Who was Maria Montessori? Maria Montessori (1870-1952) began her career as a physician. In fact, she was the first woman to receive a medical degree in Italy! Her astute observations of children and her dissatisfaction with the Italian educational system moved her to accept a position as Directress of Education for a group of indigent children in Rome. She created a method of education based on the developmental needs of children. Movement, hands-on exploration, independent choices as well as adult respect for the child were hallmarks of her program. Her classroom environment, designed with child-sized furniture, encouraged self-discovery. Dr. Montessori trusted that children would intuitively choose work in accordance with their needs. Her first school, Casa de Bambini, was lauded around the world. Visitors were astonished by the work ethic, self-discipline, social etiquette, and spiritual calm of the children. As countries around the world began to adopt this method of education, Dr. Montessori believed the qualities of the children being observed by the visitors of her classroom would ultimately reform humanity and result in a world of peace and harmony. Montessori left her hope of peace through education as her lasting legacy.
What is Montessori Teaching?
Over the years, there have been many attempts to redefine “excellence” in education. At the core of these efforts are two common themes for learners: more choice and more responsibility. In the progressive Montessori classroom, these themes come to life! Montessori teaching and learning are active, integrated, thematic, democratic, collaborative, holistic...and fun!

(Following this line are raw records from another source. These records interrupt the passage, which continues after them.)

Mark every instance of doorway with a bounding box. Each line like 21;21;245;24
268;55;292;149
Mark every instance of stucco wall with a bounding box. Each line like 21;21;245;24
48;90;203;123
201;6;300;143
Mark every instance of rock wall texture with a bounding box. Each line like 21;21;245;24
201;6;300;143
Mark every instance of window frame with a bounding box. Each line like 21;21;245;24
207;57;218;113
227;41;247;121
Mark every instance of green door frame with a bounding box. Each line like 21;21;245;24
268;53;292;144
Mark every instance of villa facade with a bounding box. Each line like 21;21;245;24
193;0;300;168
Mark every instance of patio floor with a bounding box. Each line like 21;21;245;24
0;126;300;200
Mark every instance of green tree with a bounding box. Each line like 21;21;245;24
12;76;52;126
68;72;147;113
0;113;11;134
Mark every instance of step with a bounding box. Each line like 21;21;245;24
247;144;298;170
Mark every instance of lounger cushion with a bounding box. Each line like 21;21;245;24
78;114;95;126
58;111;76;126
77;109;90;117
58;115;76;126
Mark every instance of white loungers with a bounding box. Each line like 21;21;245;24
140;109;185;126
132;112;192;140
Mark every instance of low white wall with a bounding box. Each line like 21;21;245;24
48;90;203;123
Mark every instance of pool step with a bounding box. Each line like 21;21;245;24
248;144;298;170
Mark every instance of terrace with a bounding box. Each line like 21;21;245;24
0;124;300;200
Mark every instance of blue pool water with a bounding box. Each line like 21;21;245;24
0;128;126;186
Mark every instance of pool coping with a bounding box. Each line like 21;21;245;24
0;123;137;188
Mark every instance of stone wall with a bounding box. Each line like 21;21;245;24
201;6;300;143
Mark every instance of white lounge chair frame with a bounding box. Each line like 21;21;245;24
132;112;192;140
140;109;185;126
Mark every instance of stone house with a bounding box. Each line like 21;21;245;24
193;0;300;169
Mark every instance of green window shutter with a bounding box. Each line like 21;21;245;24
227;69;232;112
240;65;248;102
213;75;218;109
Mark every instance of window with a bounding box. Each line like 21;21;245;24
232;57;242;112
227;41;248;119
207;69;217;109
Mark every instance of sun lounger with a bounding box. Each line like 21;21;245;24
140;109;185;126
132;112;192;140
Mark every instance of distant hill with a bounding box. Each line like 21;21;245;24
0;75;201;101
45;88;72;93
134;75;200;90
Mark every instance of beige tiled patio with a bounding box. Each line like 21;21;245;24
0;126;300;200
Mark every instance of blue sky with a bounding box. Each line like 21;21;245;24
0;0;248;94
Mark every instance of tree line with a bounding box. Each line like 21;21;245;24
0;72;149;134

Everywhere you look in a Montessori classroom, you will see children busily learning by choice and engaged in things that interest them. Many opportunities present themselves in this environment. Lessons are revisited until concepts are fully understood. Stimulating, self-correcting materials guide children to be accountable for their own learning. Teachers facilitate the development of skills necessary for functioning in today’s fast-paced world including independence, self-discipline, and critical thinking.